Imbécile ! je lui avais laissé le papier.

— Théodose Nikolaievitch ! est-ce bien vous que mes yeux regardent en ce moment ?

— Moi ? parfaitement ! et puis après ? Je regrette beaucoup, Monsieur, que le désir vous soit venu d’abandonner si vite le service. Un jeune homme devrait vouloir servir, mais vous, Monsieur, votre cerveau est ouvert à tous les vents. Soyez rassuré en ce qui concerne le certificat. Je vous en ferai un bon : vous avez fait tout ce qu’il faut pour le mériter.

— Mais, c’est là une plaisanterie, Théodose Nikolaievitch, et si je vous ai donné ce papier, c’était par jeu, pour vous faire rire.

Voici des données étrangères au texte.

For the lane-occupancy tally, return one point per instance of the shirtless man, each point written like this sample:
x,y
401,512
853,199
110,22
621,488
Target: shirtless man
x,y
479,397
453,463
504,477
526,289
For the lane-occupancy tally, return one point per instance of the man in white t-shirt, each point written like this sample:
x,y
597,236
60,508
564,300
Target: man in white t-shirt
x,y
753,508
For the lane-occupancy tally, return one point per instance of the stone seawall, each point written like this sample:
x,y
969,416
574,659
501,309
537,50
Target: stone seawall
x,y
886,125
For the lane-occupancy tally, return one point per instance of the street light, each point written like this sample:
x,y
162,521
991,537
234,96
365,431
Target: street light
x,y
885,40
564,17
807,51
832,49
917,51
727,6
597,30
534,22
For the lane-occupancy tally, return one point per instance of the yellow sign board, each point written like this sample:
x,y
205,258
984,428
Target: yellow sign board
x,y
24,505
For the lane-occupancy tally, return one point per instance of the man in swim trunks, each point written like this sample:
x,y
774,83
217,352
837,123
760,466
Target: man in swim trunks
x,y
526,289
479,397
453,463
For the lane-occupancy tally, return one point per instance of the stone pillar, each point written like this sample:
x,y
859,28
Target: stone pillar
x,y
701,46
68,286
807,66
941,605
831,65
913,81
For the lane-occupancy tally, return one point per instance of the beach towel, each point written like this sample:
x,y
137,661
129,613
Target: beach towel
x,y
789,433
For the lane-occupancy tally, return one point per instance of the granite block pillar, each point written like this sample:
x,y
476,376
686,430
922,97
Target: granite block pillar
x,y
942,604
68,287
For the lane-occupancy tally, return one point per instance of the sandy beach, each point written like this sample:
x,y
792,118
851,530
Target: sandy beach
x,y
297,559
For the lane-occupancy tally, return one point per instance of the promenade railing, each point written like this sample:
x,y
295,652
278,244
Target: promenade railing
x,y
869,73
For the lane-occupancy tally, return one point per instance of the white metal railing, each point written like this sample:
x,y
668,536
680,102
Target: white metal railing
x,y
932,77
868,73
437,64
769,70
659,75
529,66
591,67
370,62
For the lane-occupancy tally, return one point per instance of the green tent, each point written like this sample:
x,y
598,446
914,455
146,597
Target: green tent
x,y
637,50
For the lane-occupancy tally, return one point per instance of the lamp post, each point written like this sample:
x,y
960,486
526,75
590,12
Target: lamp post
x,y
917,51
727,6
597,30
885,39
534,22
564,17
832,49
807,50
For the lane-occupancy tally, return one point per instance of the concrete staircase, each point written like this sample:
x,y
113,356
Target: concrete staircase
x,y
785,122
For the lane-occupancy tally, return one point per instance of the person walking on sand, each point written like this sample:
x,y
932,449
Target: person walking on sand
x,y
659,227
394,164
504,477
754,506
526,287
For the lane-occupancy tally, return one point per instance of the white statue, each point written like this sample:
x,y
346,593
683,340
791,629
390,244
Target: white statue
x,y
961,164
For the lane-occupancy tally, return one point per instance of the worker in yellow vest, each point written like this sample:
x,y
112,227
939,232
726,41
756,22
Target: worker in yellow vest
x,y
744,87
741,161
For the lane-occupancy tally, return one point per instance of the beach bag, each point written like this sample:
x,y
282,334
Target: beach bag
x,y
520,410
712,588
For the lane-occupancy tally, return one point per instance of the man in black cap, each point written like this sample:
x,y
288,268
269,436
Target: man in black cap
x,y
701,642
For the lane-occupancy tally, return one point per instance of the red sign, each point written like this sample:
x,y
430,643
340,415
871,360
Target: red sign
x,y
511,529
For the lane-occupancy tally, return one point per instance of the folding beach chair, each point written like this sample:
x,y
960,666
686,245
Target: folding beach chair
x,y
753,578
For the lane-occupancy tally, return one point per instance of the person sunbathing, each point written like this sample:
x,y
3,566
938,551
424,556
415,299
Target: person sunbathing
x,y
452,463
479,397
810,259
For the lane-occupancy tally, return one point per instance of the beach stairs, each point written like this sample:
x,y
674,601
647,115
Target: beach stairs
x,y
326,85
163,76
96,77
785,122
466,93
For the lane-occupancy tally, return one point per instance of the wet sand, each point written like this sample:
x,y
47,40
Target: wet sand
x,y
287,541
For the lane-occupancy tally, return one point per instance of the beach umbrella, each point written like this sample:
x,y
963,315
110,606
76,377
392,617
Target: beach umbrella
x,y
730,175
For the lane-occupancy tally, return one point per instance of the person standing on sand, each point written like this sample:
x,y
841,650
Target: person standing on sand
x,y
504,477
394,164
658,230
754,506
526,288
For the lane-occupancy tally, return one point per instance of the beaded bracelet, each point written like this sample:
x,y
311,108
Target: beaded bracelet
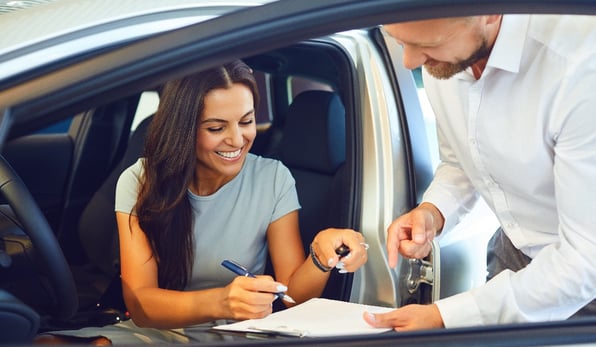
x,y
316,261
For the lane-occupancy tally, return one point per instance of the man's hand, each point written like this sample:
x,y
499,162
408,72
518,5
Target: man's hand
x,y
411,234
409,317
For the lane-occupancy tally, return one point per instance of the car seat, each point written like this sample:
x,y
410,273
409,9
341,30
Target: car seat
x,y
313,147
98,281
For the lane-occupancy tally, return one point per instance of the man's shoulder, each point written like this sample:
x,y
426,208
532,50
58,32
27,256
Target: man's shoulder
x,y
564,34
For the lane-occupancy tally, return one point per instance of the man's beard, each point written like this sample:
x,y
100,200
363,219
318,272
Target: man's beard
x,y
444,70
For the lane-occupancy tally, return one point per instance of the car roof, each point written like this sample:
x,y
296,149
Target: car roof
x,y
131,66
65,28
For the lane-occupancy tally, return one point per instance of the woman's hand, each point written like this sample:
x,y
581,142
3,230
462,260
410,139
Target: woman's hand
x,y
327,241
249,298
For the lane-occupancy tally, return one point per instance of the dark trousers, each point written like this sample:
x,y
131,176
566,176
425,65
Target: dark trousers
x,y
502,254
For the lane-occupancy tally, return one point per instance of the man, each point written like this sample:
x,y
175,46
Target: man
x,y
515,101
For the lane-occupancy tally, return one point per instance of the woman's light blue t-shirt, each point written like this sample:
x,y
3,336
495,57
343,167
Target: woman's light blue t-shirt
x,y
231,223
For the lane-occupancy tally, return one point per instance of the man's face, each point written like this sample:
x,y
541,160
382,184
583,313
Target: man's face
x,y
444,47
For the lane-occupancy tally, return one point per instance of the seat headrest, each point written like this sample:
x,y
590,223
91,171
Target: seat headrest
x,y
314,136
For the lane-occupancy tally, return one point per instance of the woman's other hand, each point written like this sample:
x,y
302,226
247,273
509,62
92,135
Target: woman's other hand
x,y
327,241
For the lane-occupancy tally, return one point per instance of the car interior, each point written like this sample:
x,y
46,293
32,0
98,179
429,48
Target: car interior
x,y
70,165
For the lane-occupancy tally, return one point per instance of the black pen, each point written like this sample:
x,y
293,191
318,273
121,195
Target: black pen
x,y
242,271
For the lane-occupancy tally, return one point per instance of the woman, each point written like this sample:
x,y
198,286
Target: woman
x,y
198,197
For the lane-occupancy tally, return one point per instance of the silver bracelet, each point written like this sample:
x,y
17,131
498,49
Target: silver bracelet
x,y
316,261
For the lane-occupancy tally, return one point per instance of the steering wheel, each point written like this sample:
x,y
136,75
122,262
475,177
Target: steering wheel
x,y
47,250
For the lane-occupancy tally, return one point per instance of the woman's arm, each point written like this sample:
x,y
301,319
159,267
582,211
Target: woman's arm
x,y
303,278
151,306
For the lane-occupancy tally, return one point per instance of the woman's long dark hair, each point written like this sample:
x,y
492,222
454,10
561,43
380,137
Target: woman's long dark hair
x,y
162,207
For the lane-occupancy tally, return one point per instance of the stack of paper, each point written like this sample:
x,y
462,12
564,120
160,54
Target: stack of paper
x,y
316,317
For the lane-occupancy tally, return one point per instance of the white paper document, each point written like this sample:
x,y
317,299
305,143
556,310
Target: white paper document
x,y
315,318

— Ah ! c’était une plaisanterie ? Et depuis quand peut-on plaisanter avec les choses du service ? Sachez, Monsieur, que des plaisanteries pareilles vous mèneront un de ces jours en Sibérie. En attendant, au revoir, Monsieur. Je n’ai plus le temps de causer avec vous : l’inspecteur est arrivé, les devoirs du service avant tout ; et, si vous aimez à faire des plaisanteries, moi, j’ai des affaires sérieuses. Je vous le répète, vous pouvez compter sur un bon certificat… Ah ! il faut que j’ajoute que je viens d’acheter une maison. Nous allons l’aménager un de ces jours, et je compte bien ne pas vous voir à la pendaison de la crémaillère. Bon voyage, Monsieur !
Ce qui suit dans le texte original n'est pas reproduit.